Student Awards
07 September 2020

Master’s Graduate Paras Arora Wins Aladdin Project Youth Award

Paras was selected to attend the International Summer University for Intercultural Leadership (ISUIL) in Istanbul, Turkey from 15-27 July 2019, representing the Graduate Institute as the UNESCO Youth Ambassador for Peace and Intercultural Dialogue. His collaborative research project on “Queering Integration: Listening to Queer Muslim Migrants’ Voices” won the prestigious prize.

“My team members and I tried to complicate and enrich the political aims of Project Aladdin by bringing the perspective of Queer Muslim Migrants (QMMs) and the problems of homophobia, transphobia and heteronormativity they face in both their home and asylum countries”, explained Paras. “Critiquing the near absence of sexuality and gender-identity in existing accounts on cultural integration and migration, we tried to turn the policy gaze towards the experience of sexual-emotional loneliness, invisibility and marginalisation within LBGTQ movements experienced by the QMMs”.

The Summer University is an annual programme launched by the Aladdin Project in partnership with 16 prestigious universities in Europe, the United States, the Middle East and Africa and under the patronage of the European Parliament and UNESCO. Paras partnered with Cihangir Can of Bogazici University, Gabriela Sawaya from the University of São Paulo and Luke Murphy of Boston College for the project, the final version of which was submitted in October 2019. 

“With young researchers from leading universities of the US, EU, and MENA regions all gathered in one place, ISUIL strengthened my hope that a peaceful research collaboration is possible in future to undo the injustices of racism, Islamophobia, and antisemitism”, Paras said.

Previous recipients of the Aladdin Project Youth Award include alumna Giulia Manccini Pinheiro.

Paras recently graduated with a Master in Anthropology and Sociology.
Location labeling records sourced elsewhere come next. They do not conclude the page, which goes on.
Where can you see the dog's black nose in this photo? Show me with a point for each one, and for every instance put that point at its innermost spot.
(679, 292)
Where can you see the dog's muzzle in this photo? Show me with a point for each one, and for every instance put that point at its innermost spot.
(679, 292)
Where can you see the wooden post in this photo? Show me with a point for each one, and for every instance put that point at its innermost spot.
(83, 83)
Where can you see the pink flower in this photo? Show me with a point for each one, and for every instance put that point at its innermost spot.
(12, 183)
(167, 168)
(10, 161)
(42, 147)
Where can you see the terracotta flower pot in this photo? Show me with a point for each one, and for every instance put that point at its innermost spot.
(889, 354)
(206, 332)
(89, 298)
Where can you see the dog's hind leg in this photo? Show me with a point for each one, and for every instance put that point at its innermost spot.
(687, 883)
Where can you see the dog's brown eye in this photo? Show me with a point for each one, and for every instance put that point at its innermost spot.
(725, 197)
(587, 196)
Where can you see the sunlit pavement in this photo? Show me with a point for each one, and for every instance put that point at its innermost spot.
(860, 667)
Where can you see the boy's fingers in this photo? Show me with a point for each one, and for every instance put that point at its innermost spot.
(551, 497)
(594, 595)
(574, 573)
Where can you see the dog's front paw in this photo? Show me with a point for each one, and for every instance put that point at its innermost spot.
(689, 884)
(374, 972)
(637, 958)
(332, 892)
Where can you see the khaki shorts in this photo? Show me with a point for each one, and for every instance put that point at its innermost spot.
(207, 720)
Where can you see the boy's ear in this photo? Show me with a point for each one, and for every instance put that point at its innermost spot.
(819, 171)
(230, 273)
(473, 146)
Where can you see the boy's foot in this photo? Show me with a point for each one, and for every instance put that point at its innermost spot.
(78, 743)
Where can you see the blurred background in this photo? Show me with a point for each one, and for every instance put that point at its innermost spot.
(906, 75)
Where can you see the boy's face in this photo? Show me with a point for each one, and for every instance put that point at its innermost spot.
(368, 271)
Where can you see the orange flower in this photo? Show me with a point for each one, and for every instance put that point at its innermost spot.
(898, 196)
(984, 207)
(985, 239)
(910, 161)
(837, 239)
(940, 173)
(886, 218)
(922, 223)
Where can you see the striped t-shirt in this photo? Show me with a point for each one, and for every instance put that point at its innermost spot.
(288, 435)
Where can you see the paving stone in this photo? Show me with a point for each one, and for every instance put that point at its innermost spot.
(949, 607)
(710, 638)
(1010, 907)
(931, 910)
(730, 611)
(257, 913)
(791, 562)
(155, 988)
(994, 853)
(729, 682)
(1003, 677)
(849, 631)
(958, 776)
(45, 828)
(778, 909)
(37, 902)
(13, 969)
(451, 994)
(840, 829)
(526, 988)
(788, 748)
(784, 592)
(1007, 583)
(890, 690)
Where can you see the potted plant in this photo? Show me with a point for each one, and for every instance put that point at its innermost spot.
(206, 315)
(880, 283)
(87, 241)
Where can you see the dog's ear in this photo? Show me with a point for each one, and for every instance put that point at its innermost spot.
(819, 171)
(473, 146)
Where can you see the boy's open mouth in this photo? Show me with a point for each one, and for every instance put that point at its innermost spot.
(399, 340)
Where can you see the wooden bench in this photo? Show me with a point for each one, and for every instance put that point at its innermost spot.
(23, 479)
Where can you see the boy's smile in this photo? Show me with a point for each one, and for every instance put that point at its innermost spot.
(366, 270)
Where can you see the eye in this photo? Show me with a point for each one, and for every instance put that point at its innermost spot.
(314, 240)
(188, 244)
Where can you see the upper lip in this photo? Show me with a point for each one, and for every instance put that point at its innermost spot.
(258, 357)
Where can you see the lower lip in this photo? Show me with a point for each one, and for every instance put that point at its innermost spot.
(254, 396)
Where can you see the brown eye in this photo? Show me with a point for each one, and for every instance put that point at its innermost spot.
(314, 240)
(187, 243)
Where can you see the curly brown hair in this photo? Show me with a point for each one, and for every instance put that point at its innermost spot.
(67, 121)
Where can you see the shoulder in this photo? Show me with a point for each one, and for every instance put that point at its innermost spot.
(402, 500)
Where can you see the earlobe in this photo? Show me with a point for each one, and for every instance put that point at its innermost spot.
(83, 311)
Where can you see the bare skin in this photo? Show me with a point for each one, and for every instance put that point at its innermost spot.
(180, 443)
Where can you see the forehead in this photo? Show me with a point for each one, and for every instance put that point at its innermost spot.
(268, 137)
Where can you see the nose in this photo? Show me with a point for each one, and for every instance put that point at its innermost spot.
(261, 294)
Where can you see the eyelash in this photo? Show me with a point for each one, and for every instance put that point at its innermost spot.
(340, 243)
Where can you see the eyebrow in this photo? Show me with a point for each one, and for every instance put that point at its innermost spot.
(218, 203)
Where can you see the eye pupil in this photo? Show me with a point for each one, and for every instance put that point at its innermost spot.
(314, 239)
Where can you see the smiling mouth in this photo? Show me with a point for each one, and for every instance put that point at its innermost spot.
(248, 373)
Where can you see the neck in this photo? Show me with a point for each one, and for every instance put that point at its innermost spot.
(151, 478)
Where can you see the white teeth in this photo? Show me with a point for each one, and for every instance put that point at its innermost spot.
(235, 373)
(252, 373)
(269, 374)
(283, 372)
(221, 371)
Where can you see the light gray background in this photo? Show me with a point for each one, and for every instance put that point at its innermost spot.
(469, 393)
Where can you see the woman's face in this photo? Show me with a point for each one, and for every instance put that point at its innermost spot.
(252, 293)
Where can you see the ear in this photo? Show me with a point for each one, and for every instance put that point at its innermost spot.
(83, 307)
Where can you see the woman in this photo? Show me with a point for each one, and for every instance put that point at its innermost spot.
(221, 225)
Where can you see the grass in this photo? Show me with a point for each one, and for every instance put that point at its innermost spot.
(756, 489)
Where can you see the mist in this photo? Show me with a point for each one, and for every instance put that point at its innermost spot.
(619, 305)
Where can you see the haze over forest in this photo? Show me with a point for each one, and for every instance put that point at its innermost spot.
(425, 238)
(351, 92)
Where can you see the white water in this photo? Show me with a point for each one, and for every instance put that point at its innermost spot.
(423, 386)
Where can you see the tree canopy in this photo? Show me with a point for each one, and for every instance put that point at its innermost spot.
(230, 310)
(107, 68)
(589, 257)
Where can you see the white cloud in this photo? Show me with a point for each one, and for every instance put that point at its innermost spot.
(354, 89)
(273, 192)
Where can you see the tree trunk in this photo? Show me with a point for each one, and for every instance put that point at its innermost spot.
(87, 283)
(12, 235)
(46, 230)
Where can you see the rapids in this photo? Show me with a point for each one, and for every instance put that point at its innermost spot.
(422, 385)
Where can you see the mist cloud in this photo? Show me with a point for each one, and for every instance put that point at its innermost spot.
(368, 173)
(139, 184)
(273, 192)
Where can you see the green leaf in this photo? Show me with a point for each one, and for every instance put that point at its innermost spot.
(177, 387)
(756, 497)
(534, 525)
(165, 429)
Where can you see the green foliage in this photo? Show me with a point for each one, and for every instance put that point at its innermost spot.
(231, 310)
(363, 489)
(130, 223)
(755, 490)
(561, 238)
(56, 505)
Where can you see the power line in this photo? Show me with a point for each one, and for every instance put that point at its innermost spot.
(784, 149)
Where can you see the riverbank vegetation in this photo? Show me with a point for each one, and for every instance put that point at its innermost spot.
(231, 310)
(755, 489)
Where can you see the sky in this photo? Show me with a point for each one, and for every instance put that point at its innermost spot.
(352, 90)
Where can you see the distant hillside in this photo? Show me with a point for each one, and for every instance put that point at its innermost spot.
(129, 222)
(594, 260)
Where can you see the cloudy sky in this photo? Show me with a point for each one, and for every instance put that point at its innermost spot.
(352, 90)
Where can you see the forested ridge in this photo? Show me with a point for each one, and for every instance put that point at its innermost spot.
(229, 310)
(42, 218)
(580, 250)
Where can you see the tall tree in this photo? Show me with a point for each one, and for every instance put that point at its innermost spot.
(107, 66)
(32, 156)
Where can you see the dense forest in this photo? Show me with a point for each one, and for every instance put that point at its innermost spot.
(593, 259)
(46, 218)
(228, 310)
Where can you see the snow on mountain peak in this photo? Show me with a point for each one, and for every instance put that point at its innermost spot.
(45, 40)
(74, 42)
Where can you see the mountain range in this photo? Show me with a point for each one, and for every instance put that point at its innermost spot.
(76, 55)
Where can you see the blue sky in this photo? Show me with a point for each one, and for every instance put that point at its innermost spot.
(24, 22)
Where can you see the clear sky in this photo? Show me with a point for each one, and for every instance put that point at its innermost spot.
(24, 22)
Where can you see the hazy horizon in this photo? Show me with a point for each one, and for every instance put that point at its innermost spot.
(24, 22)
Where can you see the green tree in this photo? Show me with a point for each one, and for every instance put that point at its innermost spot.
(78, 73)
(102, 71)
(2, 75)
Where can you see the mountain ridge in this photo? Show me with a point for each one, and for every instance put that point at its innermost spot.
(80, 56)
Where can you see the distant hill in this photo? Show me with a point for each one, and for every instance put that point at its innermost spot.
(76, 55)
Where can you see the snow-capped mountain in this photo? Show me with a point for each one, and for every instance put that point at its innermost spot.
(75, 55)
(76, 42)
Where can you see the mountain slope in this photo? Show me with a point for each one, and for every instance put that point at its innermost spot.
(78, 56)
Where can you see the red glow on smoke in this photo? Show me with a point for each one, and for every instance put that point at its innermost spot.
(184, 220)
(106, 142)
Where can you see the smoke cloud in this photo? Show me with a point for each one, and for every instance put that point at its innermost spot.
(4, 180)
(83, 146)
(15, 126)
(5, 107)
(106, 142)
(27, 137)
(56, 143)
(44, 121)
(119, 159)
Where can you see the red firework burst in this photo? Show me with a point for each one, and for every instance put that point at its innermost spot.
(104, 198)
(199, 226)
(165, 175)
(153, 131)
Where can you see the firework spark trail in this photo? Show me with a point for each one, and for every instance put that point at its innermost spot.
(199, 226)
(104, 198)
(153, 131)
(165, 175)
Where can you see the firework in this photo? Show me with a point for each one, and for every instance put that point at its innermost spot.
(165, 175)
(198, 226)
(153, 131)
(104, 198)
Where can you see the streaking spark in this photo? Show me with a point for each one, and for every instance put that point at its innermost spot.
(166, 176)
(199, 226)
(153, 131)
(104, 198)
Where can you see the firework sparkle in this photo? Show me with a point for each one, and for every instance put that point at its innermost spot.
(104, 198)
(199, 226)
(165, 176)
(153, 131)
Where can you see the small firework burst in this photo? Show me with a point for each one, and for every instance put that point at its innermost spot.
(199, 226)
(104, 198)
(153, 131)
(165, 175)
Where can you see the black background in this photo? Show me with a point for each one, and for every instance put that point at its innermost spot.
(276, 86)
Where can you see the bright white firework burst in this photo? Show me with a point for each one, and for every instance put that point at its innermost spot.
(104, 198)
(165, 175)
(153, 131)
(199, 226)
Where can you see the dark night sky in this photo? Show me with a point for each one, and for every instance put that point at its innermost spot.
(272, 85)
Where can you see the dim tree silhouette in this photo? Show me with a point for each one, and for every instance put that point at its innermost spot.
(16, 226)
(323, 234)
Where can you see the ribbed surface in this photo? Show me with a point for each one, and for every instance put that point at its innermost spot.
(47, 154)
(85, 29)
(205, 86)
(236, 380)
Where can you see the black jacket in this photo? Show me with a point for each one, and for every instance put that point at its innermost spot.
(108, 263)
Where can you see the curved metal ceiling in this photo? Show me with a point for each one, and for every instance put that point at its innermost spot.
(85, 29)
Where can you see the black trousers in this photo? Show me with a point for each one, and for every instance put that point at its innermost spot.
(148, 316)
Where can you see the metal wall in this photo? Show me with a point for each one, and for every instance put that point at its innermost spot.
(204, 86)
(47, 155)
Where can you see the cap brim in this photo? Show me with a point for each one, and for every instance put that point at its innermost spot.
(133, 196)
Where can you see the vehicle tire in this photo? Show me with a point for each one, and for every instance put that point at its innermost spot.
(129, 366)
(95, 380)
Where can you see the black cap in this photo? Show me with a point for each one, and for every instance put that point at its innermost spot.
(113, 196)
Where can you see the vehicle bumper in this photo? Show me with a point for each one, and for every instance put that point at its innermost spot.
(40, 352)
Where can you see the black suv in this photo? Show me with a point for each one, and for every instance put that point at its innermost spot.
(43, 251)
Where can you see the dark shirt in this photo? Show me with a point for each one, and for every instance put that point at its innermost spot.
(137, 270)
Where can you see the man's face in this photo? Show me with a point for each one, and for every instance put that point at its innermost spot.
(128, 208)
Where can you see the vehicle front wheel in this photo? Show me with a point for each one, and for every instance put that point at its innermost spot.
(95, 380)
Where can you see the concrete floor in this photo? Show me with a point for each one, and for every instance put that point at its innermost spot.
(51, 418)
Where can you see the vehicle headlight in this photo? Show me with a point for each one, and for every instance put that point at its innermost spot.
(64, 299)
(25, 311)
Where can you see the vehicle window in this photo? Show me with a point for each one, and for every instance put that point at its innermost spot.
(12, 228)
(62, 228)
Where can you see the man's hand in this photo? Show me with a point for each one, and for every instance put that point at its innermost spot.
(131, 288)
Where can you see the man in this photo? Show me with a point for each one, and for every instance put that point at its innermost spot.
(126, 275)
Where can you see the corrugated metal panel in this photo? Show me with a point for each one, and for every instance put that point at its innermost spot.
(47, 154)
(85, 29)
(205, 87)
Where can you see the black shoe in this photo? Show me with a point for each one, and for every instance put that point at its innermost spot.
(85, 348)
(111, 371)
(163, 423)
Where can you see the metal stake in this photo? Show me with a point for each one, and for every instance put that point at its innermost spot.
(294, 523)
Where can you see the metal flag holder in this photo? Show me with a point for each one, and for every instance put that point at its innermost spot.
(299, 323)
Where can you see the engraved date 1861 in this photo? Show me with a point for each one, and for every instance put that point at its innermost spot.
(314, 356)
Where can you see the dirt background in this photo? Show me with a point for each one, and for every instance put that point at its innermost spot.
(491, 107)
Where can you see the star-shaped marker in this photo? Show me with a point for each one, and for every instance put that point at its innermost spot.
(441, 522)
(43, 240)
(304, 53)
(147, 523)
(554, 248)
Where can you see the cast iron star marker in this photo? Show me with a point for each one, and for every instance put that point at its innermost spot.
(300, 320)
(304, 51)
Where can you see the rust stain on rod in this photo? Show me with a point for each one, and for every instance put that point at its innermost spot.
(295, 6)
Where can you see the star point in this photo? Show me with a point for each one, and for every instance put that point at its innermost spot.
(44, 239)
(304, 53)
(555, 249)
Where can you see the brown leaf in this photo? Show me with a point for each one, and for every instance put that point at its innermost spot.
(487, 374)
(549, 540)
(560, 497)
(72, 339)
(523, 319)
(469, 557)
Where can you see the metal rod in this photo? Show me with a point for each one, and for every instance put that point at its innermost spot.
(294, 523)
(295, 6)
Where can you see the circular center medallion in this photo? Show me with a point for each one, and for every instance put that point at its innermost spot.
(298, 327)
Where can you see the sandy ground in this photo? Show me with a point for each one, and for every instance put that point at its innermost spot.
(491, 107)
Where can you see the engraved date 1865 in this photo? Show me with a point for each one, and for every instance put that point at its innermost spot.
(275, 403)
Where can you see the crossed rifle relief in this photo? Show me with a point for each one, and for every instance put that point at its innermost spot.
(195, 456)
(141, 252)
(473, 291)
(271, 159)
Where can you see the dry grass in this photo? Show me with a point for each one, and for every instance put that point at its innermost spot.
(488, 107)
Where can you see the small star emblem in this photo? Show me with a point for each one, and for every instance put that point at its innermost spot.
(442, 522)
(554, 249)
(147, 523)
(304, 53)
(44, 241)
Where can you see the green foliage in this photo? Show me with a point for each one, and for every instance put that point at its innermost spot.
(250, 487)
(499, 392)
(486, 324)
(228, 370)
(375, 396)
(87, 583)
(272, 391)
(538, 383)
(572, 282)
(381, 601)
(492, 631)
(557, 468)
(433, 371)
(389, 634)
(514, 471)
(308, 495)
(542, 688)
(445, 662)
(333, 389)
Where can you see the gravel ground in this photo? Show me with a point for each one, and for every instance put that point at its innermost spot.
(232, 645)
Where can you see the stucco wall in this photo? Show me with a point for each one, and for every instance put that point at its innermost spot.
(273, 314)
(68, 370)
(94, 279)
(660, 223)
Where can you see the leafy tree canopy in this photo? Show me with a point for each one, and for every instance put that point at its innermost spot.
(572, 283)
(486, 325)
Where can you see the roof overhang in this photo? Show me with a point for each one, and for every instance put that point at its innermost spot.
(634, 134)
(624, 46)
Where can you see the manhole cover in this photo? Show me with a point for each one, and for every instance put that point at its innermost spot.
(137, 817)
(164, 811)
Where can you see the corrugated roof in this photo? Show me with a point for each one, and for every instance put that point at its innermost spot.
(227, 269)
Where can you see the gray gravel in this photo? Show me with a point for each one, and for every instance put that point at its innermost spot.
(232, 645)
In his master’s dissertation on  “Caring for a Child Who Never Grows Up?: Towards an Ethnography of Care Work of Autistic Adults in Delhi, India”, he ethnographically followed how the voices of maternal caregivers to autistic adults in North India are modulated on an everyday basis to produce an inhabitable life and new future imaginaries for one's child.

He secured admission to pursue a Master of Philosophy in Anthropology of Gender, Kinship, & Care at the Department of Social Anthropology, University of Cambridge, but, for now, he plans on going back to India to work more intimately with primary caregivers of neuro-diverse individuals.